INCHOATE THOUGHTS

Steve Reich
I was thrilled to learn that at the age of 72, Steve Reich has finally
been awarded the Pulitzer Prize for Music for his 2007 composition, Double Sextet, commissioned by the
ensemble, eighth blackbird (yes, no typos).
I live in Greater Boston, so I’m proud that Michael Tilson
Thomas, when assistant conductor of the Boston Symphony Orchestra, was the
first to bring Reich’s music to a large-scale venue. He arranged a performance
in Boston’s Symphony Hall of Four Organs
(1970) soon after its completion. I was still in England then, aged 15, but,
with my musical friends, already interested in Reich’s work. However, my
fascination truly coalesced on hearing a live performance of Clapping Music (1972)—several performers
clapping their hands, but what clapping!—in Cambridge, England a few years
later.
Much of Reich’s work is disarmingly complex, exploiting
augmentation (the temporal lengthening of phrases) and, in his earlier music, phasing
(identical phrases performed simultaneously but in different tempi so that they
diverge, then converge).
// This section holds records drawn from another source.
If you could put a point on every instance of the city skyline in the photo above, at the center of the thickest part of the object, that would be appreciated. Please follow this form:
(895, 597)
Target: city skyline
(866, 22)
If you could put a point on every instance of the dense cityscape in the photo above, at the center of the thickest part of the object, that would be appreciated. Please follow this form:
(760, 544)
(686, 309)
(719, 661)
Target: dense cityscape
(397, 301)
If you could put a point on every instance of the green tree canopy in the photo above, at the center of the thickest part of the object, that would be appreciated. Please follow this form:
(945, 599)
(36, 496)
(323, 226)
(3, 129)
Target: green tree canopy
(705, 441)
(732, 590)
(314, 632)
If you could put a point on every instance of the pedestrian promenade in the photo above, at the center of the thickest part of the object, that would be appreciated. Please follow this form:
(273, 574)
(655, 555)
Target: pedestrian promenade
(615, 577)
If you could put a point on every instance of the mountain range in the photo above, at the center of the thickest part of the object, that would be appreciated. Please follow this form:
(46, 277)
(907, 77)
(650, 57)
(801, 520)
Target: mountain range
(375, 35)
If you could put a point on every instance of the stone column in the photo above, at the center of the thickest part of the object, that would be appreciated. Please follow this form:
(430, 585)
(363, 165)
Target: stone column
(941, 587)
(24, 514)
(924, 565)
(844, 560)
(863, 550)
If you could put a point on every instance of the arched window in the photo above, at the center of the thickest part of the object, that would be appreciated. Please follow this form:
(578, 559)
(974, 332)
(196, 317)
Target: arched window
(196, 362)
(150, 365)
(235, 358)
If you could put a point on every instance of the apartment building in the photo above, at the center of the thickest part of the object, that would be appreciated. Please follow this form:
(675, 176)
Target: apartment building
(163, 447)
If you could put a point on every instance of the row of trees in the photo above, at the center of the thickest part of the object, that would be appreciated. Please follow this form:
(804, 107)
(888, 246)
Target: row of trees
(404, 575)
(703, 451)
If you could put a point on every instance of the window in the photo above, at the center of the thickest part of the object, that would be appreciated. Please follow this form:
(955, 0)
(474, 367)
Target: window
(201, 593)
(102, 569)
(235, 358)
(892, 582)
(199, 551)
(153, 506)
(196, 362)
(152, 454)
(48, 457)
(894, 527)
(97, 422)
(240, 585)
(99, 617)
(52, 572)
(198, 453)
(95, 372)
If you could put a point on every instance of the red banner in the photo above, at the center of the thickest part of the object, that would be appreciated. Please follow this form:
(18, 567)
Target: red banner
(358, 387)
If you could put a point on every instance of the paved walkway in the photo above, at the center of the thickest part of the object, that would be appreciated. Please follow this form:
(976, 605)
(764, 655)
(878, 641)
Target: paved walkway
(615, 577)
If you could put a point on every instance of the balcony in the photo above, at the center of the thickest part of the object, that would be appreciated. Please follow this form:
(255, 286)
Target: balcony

Although bebop informs his music, it is not about
improvisation, rather highly controlled rhythmic and harmonic interaction. “I
know when I have truly learned your pieces,” said Tilson Thomas in 2006,
“because they stop hurting.”
Music for 18 Musicians (1976) found Reich going beyond
phasing to create an amazing hovering soundscape using pianos, marimbas,
xylophones, metallophone, maracas, strings, clarinets, base clarinets, and
amplified women’s voices. He has written for the great Kronos Quartet—Different Trains (1988) for string
quartet and taped voices—and especially for his own group, Steve Reich and
Musicians. But as a former percussionist, I treasure his most rhythmically
challenging works, which induce a deer-in-the-headlights effect on the
listener. Just try Drumming (1971),
which Reich wrote after a study visit to Ghana, or Music for Pieces of Wood (1973). Check out the performance of the
latter by the virtuoso Tetraktis-percussioni at http://www.youtube.com/watch?v=eCI6z0mU__0.
Congratulations, Steve Reich! Keep throbbing!